See more of the story

CHICAGO – National Youth Poet Laureate Patricia Frazier said the written word — particularly that of fellow black female Chicago writers and activists — has always found her: She grew up in the Ida B. Wells Homes and attended Gwendolyn Brooks College Preparatory Academy.

A film major at Columbia College, Frazier spent the last academic year as the first Chicago Youth Poet Laureate, and writing her debut book "Graphite," out this month. The poems explore her grandmother's death and gentrification.

With her newly minted national title, she not only wants to share her experience of being a queer, black woman from the South Side of Chicago, but also encourage others to write their stories.

Her passion for spoken word began when she realized the limits of her musical abilities. She was planning to sing at her fourth grade talent show, but a friend said her voice wasn't up to par. Instead, Frazier performed a piece, inspired by the teen movie, "The Cheetah Girls," about not needing a boyfriend. She joked it was "super feminist" for that age.

"Poetry made me feel heard because I was super introverted and was always afraid of speaking," she said.

An avid reader, Frazier spent so many hours in her high school library that the librarian asked if she'd like to join the poetry club. She also became part of Young Chicago Authors (YCA), a training ground for many of the city's brightest talent.

Frazier writes of the "little system of capitalism" in the neighborhoods where she grew up: her cousin who sold tacos or the people doing hair out of their apartments, fluidly combining the negative (living in food deserts and walking a mile to get to a park) with the positive (the strong sense of community and the "hidden gems" that she said often get left out of stories of the South Side). As she wrote in "A Black Girl's Attempt At Escaping Gentrification":

"I pray y'all make my name a good poem

A liquor store lacquer

A flash mob crip walk on Garfield

I pray somebody writes an ode to englewood

Turn my name into a city of God in gold

A black hole of black girl resurrection."

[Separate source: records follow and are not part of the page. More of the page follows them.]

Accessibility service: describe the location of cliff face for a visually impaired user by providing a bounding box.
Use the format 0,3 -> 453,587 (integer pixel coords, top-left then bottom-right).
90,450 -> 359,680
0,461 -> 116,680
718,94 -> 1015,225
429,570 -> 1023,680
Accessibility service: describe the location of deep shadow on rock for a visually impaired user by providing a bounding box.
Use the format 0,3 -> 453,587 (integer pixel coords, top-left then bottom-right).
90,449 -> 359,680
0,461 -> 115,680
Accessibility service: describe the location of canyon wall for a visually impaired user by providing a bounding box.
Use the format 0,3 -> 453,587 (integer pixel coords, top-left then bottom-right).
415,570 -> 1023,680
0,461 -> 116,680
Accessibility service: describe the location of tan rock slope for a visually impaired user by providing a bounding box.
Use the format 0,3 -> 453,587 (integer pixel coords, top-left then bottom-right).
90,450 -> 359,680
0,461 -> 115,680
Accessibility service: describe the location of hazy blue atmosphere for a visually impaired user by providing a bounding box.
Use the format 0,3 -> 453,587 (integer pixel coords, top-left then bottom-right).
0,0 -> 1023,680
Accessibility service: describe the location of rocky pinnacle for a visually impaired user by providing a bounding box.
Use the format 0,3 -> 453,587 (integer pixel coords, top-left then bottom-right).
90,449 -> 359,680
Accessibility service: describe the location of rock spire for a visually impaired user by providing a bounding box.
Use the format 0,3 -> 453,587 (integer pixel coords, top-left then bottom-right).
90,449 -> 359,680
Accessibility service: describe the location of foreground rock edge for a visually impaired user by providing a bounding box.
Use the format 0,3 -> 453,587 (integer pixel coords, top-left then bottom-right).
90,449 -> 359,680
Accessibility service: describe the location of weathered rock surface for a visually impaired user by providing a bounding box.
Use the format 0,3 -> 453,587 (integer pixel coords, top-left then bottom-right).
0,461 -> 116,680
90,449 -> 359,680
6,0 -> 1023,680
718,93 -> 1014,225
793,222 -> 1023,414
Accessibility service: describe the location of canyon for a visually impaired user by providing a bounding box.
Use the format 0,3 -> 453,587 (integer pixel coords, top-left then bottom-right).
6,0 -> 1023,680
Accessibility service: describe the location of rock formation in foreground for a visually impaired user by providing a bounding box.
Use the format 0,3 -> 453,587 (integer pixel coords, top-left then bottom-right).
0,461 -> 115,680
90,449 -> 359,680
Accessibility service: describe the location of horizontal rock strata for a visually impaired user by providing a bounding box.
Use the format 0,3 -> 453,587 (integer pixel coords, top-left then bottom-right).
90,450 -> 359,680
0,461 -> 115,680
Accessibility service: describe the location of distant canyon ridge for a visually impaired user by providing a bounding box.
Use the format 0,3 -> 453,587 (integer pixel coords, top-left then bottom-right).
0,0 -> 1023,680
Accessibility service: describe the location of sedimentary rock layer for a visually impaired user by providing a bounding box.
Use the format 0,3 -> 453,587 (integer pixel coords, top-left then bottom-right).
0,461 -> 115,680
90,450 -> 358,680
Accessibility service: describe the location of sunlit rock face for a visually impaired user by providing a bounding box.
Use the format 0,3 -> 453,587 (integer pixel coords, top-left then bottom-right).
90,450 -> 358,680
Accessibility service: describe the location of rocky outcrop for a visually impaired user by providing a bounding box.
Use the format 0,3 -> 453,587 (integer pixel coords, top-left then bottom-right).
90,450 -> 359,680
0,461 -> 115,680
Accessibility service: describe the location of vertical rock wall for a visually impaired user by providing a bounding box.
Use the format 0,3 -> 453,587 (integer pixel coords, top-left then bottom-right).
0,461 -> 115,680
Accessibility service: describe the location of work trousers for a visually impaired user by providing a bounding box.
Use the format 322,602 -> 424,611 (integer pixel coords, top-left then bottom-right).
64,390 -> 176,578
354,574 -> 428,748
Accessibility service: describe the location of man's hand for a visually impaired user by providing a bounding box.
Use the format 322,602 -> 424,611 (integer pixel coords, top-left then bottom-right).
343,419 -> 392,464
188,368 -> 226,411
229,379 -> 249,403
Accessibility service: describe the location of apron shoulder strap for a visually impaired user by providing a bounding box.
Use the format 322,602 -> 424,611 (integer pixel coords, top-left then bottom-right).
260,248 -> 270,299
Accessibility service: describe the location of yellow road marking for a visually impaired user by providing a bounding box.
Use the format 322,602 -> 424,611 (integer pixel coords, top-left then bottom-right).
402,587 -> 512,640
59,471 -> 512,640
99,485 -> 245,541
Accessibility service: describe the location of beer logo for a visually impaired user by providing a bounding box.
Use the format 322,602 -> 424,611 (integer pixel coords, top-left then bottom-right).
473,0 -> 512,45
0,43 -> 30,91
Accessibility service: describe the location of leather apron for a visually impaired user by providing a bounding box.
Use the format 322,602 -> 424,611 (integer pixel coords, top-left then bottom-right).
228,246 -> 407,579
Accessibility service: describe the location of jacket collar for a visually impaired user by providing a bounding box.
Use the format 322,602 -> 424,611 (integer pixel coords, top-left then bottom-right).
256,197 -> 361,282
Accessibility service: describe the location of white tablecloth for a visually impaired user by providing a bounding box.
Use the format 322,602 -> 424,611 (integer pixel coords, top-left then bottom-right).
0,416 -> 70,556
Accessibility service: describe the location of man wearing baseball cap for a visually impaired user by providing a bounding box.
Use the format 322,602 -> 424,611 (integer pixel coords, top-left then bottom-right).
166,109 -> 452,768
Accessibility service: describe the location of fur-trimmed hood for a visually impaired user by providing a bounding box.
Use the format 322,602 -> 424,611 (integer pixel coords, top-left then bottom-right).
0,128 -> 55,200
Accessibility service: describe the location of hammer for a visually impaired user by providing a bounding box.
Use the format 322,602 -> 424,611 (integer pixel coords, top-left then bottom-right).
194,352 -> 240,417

She has experienced the changing Chicago landscape firsthand, moving out of the Ida B. Wells Homes when they were demolished, and by being pushed farther south as rent prices increased.

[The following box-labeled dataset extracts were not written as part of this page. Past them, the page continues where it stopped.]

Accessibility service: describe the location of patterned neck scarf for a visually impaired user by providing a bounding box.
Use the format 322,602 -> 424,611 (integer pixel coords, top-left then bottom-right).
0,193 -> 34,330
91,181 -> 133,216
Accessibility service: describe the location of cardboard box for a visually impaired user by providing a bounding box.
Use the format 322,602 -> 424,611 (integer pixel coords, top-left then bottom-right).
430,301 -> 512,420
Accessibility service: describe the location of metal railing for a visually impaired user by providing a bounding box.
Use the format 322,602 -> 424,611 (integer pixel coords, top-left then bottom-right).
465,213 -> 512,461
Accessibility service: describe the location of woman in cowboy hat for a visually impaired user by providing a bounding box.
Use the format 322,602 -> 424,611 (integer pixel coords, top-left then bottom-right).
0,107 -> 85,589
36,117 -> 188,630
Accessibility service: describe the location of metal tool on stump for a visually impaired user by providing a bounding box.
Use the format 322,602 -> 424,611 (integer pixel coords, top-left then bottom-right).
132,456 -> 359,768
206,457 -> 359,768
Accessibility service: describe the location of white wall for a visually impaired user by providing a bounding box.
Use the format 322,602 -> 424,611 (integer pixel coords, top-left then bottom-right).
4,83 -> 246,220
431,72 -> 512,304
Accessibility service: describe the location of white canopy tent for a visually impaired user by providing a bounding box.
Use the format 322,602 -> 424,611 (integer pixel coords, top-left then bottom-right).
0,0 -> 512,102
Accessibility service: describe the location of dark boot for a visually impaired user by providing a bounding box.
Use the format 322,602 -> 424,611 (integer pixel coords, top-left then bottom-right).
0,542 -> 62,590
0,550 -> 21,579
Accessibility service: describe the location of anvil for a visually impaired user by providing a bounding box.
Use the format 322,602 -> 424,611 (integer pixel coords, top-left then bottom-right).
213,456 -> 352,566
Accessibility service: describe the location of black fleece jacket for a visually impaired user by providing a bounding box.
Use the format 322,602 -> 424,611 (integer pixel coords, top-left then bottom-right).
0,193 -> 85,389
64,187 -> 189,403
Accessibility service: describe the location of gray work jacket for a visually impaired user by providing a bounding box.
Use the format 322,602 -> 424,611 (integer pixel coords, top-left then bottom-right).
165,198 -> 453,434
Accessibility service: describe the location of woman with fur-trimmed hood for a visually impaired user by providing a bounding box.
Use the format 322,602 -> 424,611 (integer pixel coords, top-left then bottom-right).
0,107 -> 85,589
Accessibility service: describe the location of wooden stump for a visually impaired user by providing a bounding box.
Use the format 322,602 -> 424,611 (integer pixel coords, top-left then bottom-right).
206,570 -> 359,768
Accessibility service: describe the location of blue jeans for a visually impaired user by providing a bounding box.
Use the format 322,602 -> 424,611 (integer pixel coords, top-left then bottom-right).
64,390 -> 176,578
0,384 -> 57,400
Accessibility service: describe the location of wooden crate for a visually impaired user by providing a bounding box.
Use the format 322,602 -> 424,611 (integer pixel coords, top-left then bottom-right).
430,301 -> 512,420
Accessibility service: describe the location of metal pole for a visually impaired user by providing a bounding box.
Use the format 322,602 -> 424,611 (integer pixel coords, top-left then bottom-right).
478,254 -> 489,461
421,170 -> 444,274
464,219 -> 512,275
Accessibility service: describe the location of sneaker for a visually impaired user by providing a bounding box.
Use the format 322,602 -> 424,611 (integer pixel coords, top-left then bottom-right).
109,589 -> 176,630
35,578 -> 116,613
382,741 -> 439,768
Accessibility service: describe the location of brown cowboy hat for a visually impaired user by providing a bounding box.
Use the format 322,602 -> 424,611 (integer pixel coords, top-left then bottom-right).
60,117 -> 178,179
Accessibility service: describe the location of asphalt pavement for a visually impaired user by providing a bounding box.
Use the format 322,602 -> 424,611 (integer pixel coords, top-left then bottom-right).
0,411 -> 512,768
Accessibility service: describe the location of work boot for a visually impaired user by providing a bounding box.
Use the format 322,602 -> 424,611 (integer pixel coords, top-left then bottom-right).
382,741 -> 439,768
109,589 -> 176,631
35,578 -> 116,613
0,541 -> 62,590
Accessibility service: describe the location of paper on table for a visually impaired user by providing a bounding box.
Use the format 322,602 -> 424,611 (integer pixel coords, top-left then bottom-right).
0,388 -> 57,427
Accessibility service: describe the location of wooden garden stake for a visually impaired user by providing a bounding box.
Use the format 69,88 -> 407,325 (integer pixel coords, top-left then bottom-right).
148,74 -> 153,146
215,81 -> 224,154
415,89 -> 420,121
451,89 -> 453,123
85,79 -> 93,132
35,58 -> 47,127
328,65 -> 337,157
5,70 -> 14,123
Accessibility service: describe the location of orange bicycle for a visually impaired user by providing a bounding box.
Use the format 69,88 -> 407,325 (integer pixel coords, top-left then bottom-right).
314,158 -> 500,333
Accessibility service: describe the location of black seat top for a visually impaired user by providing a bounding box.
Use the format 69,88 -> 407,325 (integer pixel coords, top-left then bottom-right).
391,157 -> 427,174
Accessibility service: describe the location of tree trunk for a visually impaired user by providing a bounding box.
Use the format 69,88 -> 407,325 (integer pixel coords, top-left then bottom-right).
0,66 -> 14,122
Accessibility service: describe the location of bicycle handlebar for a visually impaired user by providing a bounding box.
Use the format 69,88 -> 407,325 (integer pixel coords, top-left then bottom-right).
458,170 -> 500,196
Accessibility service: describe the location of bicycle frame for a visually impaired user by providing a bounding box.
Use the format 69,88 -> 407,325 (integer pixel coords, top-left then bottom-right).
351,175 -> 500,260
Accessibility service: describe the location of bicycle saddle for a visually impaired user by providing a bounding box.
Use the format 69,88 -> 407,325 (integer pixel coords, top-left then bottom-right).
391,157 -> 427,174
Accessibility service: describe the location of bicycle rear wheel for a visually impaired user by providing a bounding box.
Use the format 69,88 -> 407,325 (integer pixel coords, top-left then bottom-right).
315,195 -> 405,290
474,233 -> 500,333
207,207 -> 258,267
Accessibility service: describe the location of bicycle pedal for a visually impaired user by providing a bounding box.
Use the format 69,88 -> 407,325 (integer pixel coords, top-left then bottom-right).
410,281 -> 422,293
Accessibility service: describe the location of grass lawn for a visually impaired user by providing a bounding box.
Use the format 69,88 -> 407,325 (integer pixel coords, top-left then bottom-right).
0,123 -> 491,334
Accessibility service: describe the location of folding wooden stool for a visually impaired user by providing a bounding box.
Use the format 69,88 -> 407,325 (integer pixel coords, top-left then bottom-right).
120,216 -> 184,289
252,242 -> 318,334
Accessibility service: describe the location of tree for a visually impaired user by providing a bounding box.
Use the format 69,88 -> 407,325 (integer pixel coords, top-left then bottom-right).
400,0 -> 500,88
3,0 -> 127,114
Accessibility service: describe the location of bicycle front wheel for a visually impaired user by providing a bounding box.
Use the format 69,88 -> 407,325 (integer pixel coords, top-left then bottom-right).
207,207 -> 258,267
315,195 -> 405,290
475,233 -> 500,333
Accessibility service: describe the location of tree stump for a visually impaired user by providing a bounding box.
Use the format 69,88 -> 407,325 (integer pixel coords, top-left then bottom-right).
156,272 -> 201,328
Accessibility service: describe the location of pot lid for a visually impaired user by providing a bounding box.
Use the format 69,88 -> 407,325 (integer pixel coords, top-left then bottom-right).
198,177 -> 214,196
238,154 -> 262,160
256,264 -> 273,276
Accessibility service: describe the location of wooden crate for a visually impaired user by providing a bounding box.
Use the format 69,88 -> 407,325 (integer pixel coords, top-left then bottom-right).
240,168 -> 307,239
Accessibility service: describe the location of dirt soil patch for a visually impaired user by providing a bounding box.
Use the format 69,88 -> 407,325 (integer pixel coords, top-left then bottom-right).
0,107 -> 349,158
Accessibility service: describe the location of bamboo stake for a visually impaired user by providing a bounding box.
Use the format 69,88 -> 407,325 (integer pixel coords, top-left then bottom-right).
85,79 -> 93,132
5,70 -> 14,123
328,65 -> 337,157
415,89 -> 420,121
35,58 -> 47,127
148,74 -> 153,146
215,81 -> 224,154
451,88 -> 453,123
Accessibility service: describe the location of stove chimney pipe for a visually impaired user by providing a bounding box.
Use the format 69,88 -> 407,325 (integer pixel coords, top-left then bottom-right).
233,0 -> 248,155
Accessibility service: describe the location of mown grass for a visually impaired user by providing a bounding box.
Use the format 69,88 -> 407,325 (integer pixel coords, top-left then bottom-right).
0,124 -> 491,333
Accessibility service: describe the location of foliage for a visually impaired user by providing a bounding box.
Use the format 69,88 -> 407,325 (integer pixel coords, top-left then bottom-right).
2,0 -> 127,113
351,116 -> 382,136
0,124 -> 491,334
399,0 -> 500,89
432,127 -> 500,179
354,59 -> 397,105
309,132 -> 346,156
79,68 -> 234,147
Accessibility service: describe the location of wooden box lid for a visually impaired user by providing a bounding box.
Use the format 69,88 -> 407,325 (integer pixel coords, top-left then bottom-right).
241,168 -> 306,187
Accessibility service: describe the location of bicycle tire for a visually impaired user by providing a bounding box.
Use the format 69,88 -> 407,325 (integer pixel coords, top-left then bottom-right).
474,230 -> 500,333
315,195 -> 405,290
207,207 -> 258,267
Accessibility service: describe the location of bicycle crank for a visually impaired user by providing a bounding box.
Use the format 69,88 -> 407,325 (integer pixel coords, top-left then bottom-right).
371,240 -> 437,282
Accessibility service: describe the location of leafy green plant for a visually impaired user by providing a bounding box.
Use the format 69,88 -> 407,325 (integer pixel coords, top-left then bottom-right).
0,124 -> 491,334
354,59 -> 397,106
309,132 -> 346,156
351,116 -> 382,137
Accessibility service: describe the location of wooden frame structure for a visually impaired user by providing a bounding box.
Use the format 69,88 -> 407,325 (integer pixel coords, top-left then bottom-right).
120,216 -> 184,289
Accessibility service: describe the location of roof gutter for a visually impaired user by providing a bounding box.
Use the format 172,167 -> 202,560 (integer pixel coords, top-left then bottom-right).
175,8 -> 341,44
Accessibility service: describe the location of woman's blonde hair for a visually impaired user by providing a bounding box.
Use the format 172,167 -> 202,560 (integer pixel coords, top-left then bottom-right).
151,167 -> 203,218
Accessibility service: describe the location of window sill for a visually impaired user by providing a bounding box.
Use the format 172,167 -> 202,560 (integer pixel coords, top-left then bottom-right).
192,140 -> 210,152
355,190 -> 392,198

She said activism makes her think about how poetry can raise awareness of both injustices and joys.

"Poetry serves as another form of organizing, as another form of activism, because if I reach up to somebody and I open their eyes to a new world, that could change their ideas."

She didn't understand the full impact of gentrification until her grandmother, a woman who once picked cotton, died last fall. About a week later, she was named Chicago Youth Poet Laureate. She said she found herself sitting between two houses of loss and rebirth, a space in which she conceived "Graphite."

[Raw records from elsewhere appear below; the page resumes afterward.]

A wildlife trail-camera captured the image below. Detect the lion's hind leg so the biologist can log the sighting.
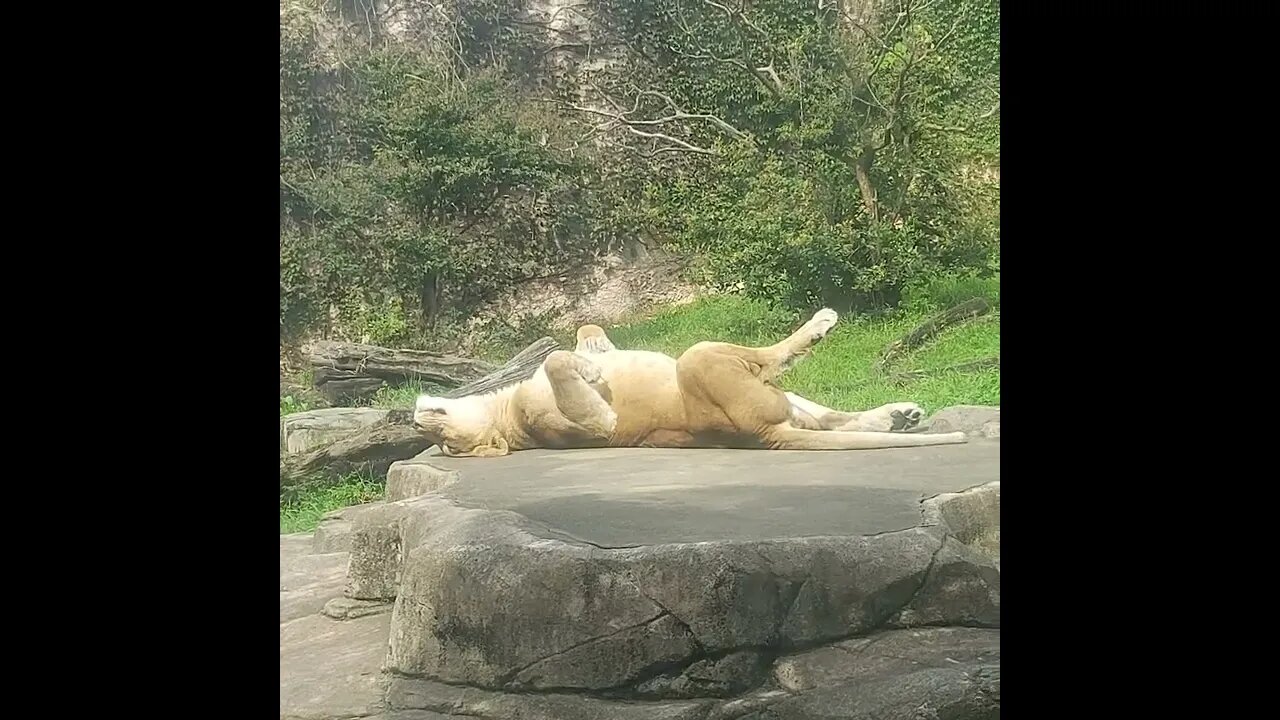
[763,424,969,450]
[787,392,924,433]
[543,350,618,438]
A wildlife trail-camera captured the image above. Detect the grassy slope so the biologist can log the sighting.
[280,281,1000,533]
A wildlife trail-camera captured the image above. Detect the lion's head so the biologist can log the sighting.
[413,395,511,457]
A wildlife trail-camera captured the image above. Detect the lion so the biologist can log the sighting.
[413,307,966,457]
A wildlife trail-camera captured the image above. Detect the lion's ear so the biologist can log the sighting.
[471,438,511,457]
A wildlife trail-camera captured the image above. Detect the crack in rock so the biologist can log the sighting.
[499,610,687,691]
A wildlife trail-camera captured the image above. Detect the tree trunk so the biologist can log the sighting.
[280,337,559,481]
[444,337,559,397]
[854,150,879,222]
[417,273,440,331]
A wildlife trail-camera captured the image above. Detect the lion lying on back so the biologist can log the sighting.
[413,309,965,457]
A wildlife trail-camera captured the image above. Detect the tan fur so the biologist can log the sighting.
[413,309,965,457]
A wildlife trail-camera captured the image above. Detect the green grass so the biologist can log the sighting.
[607,286,1000,413]
[280,278,1000,533]
[280,474,384,534]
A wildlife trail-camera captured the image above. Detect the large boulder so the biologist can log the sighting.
[280,407,390,455]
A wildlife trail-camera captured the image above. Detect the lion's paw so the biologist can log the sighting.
[577,359,603,386]
[582,410,618,438]
[888,402,924,432]
[806,307,840,341]
[837,402,924,433]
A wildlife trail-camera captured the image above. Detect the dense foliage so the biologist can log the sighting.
[280,0,1000,343]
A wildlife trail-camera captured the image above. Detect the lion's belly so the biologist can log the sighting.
[591,351,685,447]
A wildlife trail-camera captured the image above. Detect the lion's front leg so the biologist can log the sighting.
[543,350,618,439]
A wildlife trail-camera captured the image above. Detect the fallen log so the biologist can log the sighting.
[876,297,991,374]
[307,341,498,402]
[444,337,559,397]
[280,411,422,489]
[888,355,1000,383]
[280,337,559,489]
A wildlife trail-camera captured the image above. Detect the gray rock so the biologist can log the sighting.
[891,537,1000,628]
[511,615,698,697]
[280,607,390,720]
[280,443,1000,720]
[923,480,1000,569]
[773,628,1000,693]
[280,542,348,623]
[320,597,392,620]
[762,529,941,647]
[747,628,1000,720]
[347,502,410,601]
[636,650,771,698]
[280,407,390,455]
[705,689,792,720]
[920,405,1000,438]
[387,446,458,502]
[388,538,671,688]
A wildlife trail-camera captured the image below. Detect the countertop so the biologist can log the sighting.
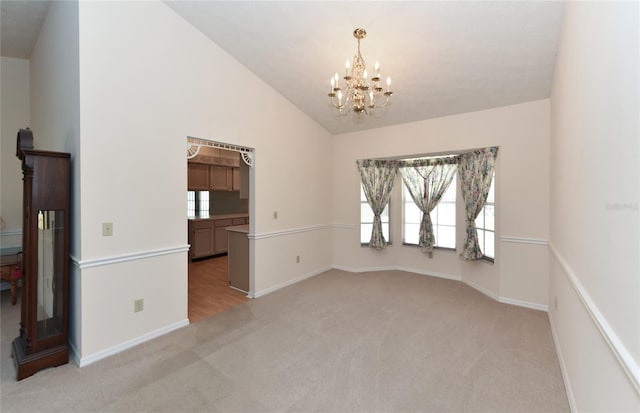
[224,225,249,234]
[187,212,249,221]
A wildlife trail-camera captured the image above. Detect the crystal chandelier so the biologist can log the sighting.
[329,29,393,115]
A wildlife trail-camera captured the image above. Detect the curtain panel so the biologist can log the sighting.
[400,158,456,252]
[458,147,498,260]
[356,159,398,249]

The title was inspired by poet Claudia Rankine's book, "Citizen: An American Lyric," and a Zora Neale Hurston quote: "I feel most graphite when I am thrown against a sharp white background."

"When I sat down initially to write the book, I thought ordinary people deserve biographies too," she said. "Ordinary things deserve biographies too. So that was my way of not only writing this biography for my grandmother, but also this biography for this childhood that I can't go back to anymore."